I wanted to post this article before the election but I didn’t know what to write. There was so much bantering and bickering going on that I used the potential backlash as an excuse to not write… but now that the electoral college has cast their votes making Donald Trump the official President Elect to be inaugurated in January, there’s a conversation I still feel is important: voter turnout.
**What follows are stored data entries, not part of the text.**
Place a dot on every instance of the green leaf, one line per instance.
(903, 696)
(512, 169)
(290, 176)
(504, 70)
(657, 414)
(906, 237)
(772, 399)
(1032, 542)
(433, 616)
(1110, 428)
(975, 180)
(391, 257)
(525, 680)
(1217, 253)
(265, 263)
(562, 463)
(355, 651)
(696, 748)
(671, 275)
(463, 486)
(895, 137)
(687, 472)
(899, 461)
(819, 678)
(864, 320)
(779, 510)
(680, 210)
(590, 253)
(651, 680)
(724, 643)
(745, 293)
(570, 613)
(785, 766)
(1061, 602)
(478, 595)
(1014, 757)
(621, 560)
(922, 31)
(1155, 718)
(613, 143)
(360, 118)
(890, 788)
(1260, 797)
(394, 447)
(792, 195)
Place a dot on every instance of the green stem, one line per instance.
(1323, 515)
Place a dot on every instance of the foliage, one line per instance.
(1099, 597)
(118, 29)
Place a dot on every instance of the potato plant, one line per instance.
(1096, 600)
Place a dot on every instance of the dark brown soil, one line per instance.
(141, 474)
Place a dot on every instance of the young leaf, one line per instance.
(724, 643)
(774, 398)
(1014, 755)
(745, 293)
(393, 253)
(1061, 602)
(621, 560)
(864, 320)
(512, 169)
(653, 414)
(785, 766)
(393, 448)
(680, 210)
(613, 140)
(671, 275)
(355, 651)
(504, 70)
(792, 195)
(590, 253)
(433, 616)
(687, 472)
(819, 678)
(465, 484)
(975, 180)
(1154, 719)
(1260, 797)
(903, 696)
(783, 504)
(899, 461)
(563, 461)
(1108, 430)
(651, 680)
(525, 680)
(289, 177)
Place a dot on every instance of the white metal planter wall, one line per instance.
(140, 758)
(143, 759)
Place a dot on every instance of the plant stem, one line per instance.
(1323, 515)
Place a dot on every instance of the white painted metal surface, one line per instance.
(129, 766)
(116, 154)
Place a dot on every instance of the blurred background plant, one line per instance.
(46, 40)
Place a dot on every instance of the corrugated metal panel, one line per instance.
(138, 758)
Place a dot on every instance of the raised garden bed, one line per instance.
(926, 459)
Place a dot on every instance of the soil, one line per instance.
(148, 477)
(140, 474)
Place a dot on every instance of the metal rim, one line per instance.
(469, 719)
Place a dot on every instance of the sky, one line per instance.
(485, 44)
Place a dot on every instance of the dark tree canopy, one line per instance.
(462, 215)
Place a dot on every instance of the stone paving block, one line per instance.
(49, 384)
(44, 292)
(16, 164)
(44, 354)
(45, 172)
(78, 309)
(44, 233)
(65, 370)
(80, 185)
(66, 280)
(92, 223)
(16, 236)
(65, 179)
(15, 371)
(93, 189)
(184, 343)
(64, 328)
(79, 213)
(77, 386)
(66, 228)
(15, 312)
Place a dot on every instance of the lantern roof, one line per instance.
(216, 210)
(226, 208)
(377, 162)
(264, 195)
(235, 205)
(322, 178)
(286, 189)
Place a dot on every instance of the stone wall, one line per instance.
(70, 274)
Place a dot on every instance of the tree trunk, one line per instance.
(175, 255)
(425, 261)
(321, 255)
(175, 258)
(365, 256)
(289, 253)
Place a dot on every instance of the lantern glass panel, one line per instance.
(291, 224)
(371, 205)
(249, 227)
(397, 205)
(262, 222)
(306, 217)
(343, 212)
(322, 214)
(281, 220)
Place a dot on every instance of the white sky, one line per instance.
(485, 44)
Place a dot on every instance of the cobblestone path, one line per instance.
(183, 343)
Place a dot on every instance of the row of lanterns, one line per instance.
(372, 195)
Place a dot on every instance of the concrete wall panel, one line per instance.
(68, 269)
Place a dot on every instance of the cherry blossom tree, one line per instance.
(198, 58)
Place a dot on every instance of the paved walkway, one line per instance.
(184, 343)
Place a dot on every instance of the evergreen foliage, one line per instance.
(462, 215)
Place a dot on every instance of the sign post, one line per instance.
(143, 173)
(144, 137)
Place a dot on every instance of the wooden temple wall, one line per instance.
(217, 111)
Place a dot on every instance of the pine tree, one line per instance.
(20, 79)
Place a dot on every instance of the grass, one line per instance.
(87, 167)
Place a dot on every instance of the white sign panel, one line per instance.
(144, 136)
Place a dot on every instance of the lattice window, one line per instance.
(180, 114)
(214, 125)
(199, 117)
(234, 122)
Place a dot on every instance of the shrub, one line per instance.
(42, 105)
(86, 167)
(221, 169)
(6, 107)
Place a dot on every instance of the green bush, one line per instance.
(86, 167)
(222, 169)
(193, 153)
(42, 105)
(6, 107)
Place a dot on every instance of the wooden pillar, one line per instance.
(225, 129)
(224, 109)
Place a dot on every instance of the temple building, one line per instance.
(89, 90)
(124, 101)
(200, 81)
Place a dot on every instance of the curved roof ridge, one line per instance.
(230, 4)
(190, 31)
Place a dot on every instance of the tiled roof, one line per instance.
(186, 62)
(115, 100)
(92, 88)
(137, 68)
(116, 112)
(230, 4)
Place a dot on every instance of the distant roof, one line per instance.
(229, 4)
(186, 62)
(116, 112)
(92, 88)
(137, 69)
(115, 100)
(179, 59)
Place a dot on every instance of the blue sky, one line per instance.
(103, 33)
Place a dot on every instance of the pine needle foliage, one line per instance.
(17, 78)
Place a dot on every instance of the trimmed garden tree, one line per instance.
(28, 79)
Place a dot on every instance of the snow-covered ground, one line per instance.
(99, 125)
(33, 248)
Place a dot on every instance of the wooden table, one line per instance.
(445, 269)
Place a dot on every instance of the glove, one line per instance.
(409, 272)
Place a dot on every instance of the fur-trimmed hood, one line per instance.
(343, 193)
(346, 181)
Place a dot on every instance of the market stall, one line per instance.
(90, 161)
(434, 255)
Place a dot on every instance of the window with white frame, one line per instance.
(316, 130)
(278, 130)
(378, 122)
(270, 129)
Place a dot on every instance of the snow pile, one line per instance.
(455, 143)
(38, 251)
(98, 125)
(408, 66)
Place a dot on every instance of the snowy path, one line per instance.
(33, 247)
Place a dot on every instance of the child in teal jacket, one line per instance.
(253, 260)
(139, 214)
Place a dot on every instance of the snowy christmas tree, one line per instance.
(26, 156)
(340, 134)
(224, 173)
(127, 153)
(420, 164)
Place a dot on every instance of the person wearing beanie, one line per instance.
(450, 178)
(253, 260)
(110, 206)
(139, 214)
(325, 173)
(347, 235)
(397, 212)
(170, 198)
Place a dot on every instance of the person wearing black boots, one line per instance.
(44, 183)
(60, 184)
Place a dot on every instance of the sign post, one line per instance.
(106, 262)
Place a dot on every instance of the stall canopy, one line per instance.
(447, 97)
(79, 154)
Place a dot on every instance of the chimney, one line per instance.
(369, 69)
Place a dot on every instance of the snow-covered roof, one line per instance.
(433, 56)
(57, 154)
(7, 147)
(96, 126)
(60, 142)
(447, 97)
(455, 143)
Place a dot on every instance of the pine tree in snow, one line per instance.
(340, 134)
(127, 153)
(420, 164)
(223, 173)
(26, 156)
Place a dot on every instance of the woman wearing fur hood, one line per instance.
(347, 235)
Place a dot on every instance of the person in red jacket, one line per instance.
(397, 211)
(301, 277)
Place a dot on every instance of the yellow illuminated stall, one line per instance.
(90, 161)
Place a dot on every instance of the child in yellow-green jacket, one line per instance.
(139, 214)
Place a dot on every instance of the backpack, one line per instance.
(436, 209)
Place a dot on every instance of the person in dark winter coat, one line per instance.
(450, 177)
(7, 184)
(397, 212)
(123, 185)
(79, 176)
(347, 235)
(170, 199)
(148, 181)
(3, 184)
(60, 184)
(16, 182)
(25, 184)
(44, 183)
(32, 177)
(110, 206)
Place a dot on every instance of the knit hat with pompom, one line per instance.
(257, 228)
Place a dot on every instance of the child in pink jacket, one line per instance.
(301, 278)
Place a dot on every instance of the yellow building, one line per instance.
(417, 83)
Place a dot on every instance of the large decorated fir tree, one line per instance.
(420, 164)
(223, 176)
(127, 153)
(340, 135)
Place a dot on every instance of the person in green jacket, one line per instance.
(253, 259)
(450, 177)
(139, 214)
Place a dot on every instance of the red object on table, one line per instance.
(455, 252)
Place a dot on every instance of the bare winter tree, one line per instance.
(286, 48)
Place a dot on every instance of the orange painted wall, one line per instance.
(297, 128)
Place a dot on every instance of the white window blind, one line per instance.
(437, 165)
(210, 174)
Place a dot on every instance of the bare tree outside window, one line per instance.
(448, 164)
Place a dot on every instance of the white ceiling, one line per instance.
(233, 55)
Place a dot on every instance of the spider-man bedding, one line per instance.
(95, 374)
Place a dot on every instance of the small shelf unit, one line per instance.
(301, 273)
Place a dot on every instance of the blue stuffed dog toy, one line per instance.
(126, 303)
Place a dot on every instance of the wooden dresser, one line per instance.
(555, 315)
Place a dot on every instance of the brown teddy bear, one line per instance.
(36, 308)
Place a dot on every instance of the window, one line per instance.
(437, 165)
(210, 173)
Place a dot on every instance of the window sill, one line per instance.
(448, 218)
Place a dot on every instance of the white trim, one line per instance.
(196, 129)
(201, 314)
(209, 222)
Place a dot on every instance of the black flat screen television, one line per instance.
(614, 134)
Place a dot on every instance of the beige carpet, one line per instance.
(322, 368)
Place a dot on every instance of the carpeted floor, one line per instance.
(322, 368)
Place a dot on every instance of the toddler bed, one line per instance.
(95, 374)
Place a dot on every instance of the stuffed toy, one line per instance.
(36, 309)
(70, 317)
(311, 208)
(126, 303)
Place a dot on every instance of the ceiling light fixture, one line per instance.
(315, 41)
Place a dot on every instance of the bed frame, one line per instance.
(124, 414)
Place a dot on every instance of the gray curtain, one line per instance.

Early results showed that voter turnout for this year’s presidential election was around 55%. The number of eligible, registered voters showing up to the polls hasn’t been that low since the ’96 Clinton (D) v. Dole (R) election. I’m interested to know what caused people to seemingly not care as much and how we can make people more willing to vote for whom and what they think is right.
Enter: the election cake.
Election Cake (or as it was originally called, ‘muster’ cake) dates back to Colonial America. Women would bake these naturally-leavened spice cakes and give them to the men summoned by the British for military training. Only after the American Revolution did it evolve into what we know it as today. Elections used to be a time of celebration; for communities to come together and have a big ol’ party. The cake was generally commissioned by the town to encourage people to come to town hall and vote. (It was also a sneaky way for women to be involved in the voting process.)
This year, Old World Levain kickstarted a grassroots project encouraging home and professional bakers to create their own election cake in an attempt to bring back a historic tradition. Even though this year’s election is over, I know I’ll be continuing to bake these cakes annually to help ‘Make America Cake Again’.
I used the Election Cake (2) in Formulas for Professional Bakers from OWL’s website with the following: a ‘spice blend’ consisting of 1 TB cinnamon, 1 tsp nutmeg, 1 tsp cardamom, 1/2 tsp sumac, 1/4 tsp ginger and 1/4 tsp ground cloves, 2 TB barley malt syrup to replace 2 TB honey, no sherry or boozy fruit, and topped with a black tahini frosting. The cake was dense and not too sweet; exactly the way it should be.
P.S. Yes, that’s a cat plate. It was a rummage sale find by my aunt who then gifted it to me for my birthday this year.